哭泣的女人缓缓抬起头,深深的瞥看我一眼,忍不住又哇一声哭泣来。
我看她蛮漂亮的,长头发鹅蛋脸,风情万千的清纯美眸隐有泪痕,又黑又长的睫毛在哭泣中一颤一颤,白皙娇美的挺直玉颈下一双柔弱浑圆的细削香肩——
刚才她是真遇到流氓了,衣服撕烂,让我大饱眼福的同时,也充满同情心。我迟疑中问:“姐姐,你家在哪?”
“不远,你要去吗?”
她起身来,又蹲下,又羞有愧的拉起破碎衣服,遮不住身体,只好矮身躲避在草里。看她这样,我急忙掉开头,低声道:“姐姐别害怕,天快黑了,你赶紧回家去。”

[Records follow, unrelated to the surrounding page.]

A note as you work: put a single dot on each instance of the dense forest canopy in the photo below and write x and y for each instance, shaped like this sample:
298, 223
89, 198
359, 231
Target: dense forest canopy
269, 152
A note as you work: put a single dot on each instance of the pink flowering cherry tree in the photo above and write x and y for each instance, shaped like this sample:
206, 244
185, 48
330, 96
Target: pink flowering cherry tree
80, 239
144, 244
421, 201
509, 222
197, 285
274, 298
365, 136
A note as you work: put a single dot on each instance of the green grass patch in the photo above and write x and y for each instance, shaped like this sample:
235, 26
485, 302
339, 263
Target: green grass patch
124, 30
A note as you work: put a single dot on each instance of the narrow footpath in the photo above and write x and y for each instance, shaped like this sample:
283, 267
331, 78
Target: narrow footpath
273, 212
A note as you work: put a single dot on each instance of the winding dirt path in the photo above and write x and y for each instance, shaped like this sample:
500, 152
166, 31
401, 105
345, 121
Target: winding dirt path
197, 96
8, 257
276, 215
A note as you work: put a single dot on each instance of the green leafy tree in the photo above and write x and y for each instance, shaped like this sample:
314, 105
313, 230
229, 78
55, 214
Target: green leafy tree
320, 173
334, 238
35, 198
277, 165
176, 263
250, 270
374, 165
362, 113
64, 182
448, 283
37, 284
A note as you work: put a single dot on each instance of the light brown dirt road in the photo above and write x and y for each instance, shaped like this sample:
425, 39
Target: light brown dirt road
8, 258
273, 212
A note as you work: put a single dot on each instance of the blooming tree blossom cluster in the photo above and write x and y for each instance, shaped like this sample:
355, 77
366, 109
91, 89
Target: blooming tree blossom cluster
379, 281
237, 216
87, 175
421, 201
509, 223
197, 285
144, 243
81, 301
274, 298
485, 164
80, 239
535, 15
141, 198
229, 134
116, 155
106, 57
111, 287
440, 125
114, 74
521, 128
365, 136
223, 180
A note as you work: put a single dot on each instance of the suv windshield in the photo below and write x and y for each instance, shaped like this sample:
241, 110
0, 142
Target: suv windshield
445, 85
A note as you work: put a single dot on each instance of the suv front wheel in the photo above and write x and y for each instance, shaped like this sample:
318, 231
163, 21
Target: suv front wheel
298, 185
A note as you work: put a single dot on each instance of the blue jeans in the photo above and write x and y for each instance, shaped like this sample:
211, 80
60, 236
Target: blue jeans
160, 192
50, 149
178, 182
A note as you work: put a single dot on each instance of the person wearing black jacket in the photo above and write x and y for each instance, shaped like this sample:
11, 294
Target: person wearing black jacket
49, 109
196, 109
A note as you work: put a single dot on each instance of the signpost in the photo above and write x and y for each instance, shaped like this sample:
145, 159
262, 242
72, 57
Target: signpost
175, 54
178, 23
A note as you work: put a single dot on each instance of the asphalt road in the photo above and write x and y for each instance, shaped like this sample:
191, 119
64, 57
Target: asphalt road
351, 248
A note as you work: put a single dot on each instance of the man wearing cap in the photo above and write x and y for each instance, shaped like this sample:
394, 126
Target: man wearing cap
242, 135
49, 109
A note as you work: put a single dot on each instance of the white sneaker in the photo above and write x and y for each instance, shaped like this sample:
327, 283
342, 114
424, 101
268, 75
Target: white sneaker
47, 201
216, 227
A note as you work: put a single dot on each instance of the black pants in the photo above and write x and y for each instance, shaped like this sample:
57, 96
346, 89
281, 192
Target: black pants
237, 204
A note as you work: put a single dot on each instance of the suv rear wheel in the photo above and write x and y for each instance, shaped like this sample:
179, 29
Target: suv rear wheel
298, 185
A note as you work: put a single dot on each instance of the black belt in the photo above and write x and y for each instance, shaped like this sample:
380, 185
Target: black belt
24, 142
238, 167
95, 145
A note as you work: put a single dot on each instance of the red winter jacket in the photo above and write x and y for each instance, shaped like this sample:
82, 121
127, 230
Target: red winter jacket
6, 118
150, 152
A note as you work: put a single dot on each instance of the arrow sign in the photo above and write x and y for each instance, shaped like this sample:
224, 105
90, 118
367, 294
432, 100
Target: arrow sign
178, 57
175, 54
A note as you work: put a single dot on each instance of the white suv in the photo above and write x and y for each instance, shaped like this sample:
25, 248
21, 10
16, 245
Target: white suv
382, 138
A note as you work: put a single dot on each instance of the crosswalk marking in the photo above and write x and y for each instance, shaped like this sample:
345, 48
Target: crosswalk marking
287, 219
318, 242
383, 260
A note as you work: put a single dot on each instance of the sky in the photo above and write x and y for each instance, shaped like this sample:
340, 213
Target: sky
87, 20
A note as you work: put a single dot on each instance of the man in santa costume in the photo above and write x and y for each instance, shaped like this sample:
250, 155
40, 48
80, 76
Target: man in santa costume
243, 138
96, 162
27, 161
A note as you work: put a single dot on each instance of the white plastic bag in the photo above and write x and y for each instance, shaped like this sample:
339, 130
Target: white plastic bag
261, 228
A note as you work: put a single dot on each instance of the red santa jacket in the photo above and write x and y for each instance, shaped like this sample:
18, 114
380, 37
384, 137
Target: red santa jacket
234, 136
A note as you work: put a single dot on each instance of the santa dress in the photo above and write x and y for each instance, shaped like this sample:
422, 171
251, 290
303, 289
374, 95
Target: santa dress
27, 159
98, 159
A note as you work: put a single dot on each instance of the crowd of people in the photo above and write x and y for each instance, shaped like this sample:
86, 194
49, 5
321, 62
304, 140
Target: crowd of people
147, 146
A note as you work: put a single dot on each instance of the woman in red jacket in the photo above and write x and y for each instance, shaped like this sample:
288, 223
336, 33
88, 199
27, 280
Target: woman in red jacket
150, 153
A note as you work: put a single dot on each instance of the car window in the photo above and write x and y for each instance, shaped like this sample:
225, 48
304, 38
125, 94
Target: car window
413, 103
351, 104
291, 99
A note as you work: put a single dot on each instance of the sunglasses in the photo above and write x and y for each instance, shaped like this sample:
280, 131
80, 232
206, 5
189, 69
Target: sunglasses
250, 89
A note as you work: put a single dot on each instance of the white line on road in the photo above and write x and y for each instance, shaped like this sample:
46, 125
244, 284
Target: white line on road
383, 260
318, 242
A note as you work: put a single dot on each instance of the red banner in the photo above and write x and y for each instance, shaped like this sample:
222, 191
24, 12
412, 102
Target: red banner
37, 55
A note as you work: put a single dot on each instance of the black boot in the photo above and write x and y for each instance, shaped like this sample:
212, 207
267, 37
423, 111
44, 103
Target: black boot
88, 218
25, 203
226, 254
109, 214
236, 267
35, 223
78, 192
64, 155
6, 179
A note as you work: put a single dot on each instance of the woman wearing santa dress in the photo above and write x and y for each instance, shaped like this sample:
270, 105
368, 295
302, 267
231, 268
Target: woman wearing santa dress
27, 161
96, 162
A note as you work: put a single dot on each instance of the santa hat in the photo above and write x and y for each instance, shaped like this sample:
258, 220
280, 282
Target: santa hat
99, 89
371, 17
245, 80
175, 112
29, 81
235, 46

其实我很想问刚才欺负她的人是谁?可是这话不好问出口,一般在农村人都要顾面子。特别是女孩,要是让人知道她刚才被臭流氓欺负了,不但不能得到别人的同情,还会被人取笑,嘲讽,最后受伤害的还是她本人。
“嗯,谢谢你刚才的见义勇为。”她多此一举的用手捂住露出来的身体部位,想站起又蹲下,犹豫不决的样子冲我道谢。
我摆摆手说:“我还有事,得赶紧送去,待会天黑下来就不好走了。”我走几步,想起刚才那个逃了的流氓,有点担心,想叮嘱她几句,却在回头的时候看见她不知道什么时候已经离开了。
真是奇怪,她走路好快。暗自低语着,猛然想起。以我这个位置,她随便走那一边我都应该察觉的,除非——我看向大槐树下那条被野草覆盖的路,心里一颤,心慌慌的感觉。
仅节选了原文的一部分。